Presidential Spokesperson Harry Roque argued that in a cash-based budget system, projects will be finished much faster, leaving little room for fund misuse.
Under this system, government may appropriate, bid out, complete and pay projects within a single year,
“Dahil natatapos po ang proyekto sa lalong mabilis na panahon, ‘yan po ay magreresulta sa mas mabilis na delivery ng proyekto at biyaya sa ating mga kababayan. Pupuwede rin po na mabawasan ang korapsyon, dahil maiiwasan po ang delays at kinakailangan na matapos na ‘no sa lalong mabilis na panahon ang mga proyekto. Baka po mabawasan ang mga ghost projects,” Roque said in a press briefing.
(Because projects are finished faster, the delivery of goods and services to Filipinos will also be expedited. This will also lessen corruption because it will prevent delays in project implementation. This might also lessen the existence of ghost projects.)
Malacañang and the House of Representatives had been at odds when the latter suspended budget hearings as lawmakers opposed the cash-based budget system.
After talks between President Rodrigo Duterte and House Speaker Gloria Macapagal-Arroyo, the impasse was broken and the chamber agreed to resume budget deliberations.
For the longest time, lawmakers have been used to deliberating on an obligation-based budget, which allows the government to appropriate, bid out, complete and pay projects across 2 years or more.
As an effect of the cash-based budget, allocations for government agencies were also whittled down, reportedly prompting complaints from agency heads. Cash-based budgeting has been blamed for a cut of P300 billion in capital outlay or new projects in the 2019 budget.
Lacson, who never used discretionary funds as a lawmaker, said the standoff between the Palace and the House started because lawmakers could not accept budget cuts for the infrastructure projects in their respective districts.

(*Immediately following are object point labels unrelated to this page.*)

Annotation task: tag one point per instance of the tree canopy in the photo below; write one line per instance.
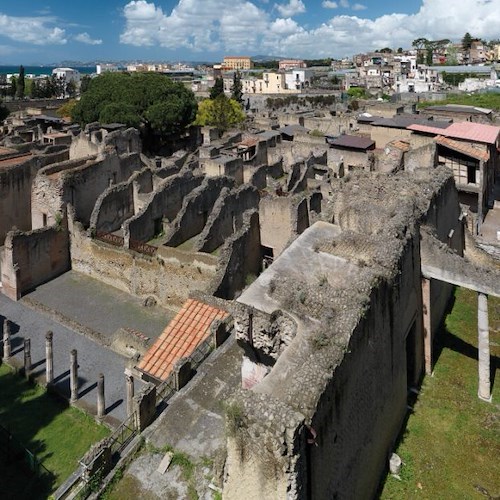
(150, 101)
(220, 112)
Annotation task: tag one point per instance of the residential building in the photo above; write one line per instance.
(287, 64)
(237, 62)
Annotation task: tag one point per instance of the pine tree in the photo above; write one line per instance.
(218, 88)
(20, 83)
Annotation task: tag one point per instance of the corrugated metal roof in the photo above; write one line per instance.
(352, 141)
(189, 328)
(477, 132)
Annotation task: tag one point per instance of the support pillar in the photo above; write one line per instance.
(130, 392)
(427, 324)
(6, 340)
(49, 359)
(484, 391)
(27, 357)
(100, 396)
(73, 375)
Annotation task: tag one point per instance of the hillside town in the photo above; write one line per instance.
(241, 270)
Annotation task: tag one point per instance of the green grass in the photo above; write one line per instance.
(451, 445)
(491, 101)
(58, 434)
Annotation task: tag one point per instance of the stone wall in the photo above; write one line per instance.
(169, 276)
(241, 258)
(15, 190)
(281, 219)
(163, 207)
(195, 210)
(113, 208)
(32, 258)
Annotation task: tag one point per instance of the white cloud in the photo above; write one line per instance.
(86, 38)
(34, 30)
(240, 26)
(291, 8)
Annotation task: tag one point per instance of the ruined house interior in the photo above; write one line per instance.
(331, 263)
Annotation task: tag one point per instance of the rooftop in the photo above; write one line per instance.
(189, 328)
(465, 130)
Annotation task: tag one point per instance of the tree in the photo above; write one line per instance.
(218, 88)
(84, 83)
(152, 102)
(237, 88)
(220, 112)
(4, 112)
(467, 41)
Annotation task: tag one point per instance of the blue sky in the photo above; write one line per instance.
(50, 31)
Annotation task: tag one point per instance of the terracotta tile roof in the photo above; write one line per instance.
(464, 130)
(462, 147)
(189, 328)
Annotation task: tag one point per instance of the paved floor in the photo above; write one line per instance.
(92, 358)
(99, 306)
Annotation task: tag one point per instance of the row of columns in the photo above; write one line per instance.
(484, 382)
(73, 371)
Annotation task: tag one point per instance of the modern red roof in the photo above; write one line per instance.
(464, 130)
(189, 328)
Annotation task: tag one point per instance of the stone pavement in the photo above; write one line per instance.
(92, 358)
(100, 307)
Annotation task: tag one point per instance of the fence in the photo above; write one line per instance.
(15, 451)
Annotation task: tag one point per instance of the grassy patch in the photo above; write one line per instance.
(58, 434)
(451, 445)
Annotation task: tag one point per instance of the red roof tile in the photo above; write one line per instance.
(189, 328)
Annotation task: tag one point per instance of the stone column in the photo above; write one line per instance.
(484, 391)
(49, 359)
(427, 324)
(73, 375)
(6, 339)
(130, 392)
(27, 357)
(100, 396)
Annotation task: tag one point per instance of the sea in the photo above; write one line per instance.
(43, 70)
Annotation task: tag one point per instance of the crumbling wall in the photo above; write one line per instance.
(169, 276)
(196, 206)
(15, 190)
(281, 218)
(227, 217)
(112, 208)
(32, 258)
(240, 258)
(165, 203)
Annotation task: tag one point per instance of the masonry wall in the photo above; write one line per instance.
(195, 210)
(15, 191)
(242, 258)
(280, 219)
(227, 217)
(113, 208)
(169, 276)
(32, 258)
(165, 203)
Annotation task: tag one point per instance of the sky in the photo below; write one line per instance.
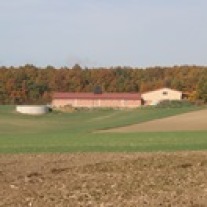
(96, 33)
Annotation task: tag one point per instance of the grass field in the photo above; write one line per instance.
(75, 132)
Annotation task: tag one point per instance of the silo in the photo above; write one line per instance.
(32, 110)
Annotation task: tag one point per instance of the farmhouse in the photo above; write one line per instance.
(154, 97)
(90, 100)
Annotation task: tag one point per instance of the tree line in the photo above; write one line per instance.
(32, 85)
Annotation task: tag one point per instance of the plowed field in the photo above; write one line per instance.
(104, 179)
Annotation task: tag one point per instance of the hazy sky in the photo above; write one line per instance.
(103, 32)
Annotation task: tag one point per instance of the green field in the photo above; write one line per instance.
(75, 132)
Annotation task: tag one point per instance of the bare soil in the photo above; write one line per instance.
(104, 179)
(192, 121)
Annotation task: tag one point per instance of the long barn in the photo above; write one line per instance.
(92, 100)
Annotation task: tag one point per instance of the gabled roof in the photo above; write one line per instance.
(111, 96)
(159, 89)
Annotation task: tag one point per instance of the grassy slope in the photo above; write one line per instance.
(59, 132)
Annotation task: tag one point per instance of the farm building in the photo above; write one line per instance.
(154, 97)
(90, 100)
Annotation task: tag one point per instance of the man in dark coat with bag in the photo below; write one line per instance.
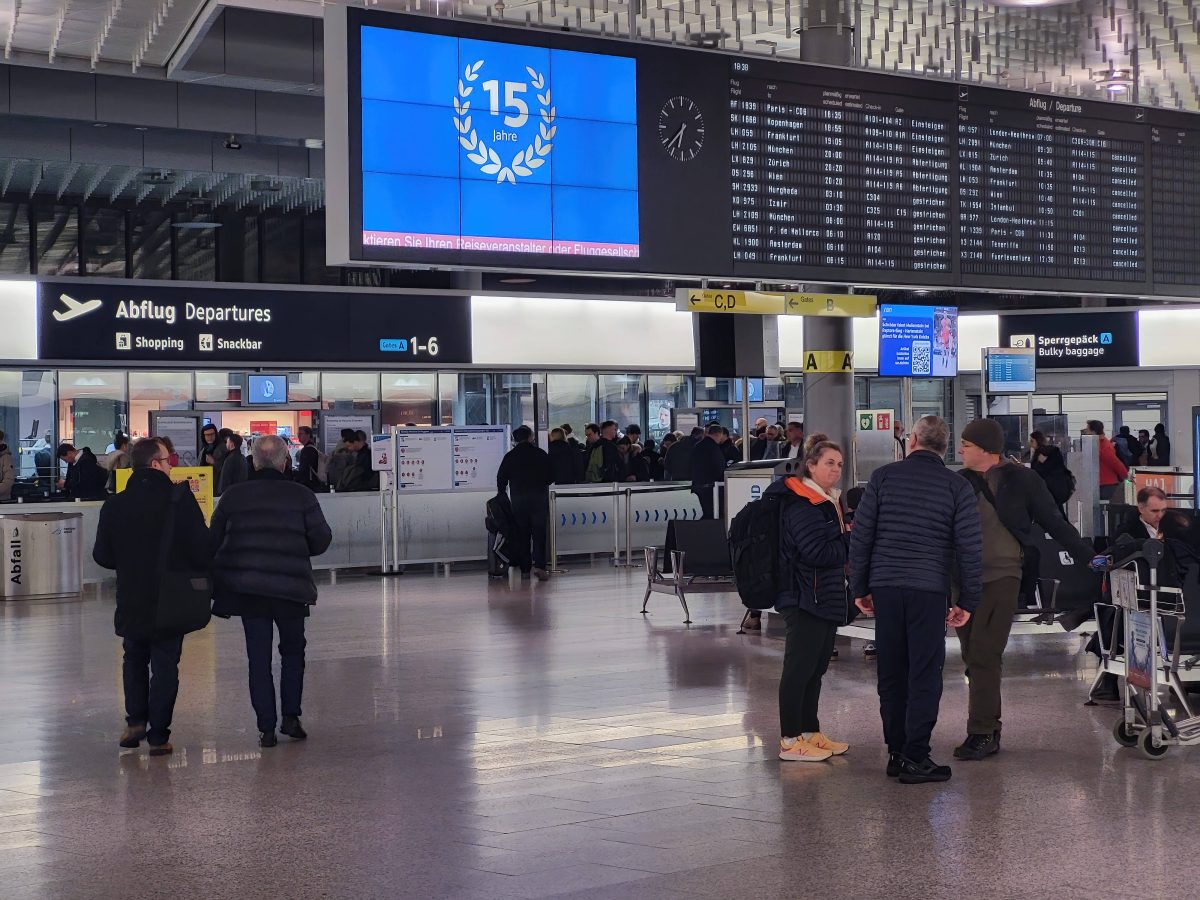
(133, 527)
(264, 532)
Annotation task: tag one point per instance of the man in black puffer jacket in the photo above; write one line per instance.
(917, 523)
(264, 531)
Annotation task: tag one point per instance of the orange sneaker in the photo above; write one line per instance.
(801, 750)
(822, 743)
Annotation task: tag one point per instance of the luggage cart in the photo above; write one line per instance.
(1151, 664)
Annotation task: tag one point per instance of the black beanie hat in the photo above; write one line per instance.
(987, 435)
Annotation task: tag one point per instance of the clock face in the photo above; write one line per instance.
(682, 129)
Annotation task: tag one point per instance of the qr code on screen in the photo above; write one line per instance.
(922, 361)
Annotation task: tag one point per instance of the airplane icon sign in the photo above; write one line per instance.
(75, 307)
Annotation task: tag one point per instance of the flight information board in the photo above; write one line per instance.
(1175, 198)
(1050, 189)
(473, 145)
(823, 175)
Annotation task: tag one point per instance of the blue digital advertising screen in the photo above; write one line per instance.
(918, 341)
(267, 389)
(1012, 371)
(487, 147)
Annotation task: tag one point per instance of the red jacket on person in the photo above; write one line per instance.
(1111, 468)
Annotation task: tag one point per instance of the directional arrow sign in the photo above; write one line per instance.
(838, 305)
(755, 303)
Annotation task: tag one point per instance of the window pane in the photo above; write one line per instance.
(93, 408)
(280, 249)
(196, 250)
(1081, 407)
(27, 418)
(154, 391)
(304, 387)
(151, 244)
(349, 390)
(621, 400)
(219, 387)
(58, 239)
(103, 243)
(664, 394)
(513, 399)
(714, 390)
(408, 399)
(13, 239)
(571, 400)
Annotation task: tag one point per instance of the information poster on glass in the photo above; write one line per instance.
(918, 341)
(478, 453)
(425, 460)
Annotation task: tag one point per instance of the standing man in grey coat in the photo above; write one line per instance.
(917, 526)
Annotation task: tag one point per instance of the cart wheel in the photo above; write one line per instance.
(1125, 735)
(1147, 749)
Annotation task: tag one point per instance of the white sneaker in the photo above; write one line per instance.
(801, 750)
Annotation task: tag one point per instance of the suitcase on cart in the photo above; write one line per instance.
(501, 527)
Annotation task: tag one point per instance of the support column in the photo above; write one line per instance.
(829, 397)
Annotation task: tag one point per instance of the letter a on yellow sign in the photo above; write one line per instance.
(828, 361)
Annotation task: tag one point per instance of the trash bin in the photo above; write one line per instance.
(41, 555)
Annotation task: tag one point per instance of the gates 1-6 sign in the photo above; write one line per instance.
(874, 421)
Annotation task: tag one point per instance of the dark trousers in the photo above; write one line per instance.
(258, 652)
(984, 639)
(807, 652)
(910, 637)
(532, 515)
(150, 672)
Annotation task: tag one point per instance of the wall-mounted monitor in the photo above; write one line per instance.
(264, 390)
(918, 341)
(1011, 370)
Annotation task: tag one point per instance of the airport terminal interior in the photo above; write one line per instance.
(510, 420)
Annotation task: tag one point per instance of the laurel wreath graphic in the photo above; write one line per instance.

“Some congressmen are protesting the budget cuts for ‘their infra projects’ aka PDAF,” Lacson said in a tweet, referring to the Priority Development Assistance Fund, which was scrapped after the bust of a multibillion-peso fund diversion scheme was busted in 2013.
“They need massive detox and full rehab(ilitation) so they can lick the more dangerous addiction for money. Tokhang may be good after all.”
Responding to Lacson’s statement, Roque insisted that the 2019 budget is “pork-free.”
“The President is unrelenting in his campaign against graft and corruption and he does not condone pork barrel,” Roque, a former lawmaker, told reporters.
Lacson has long kept close watch of possible insertions of discretionary funds in the annual budget.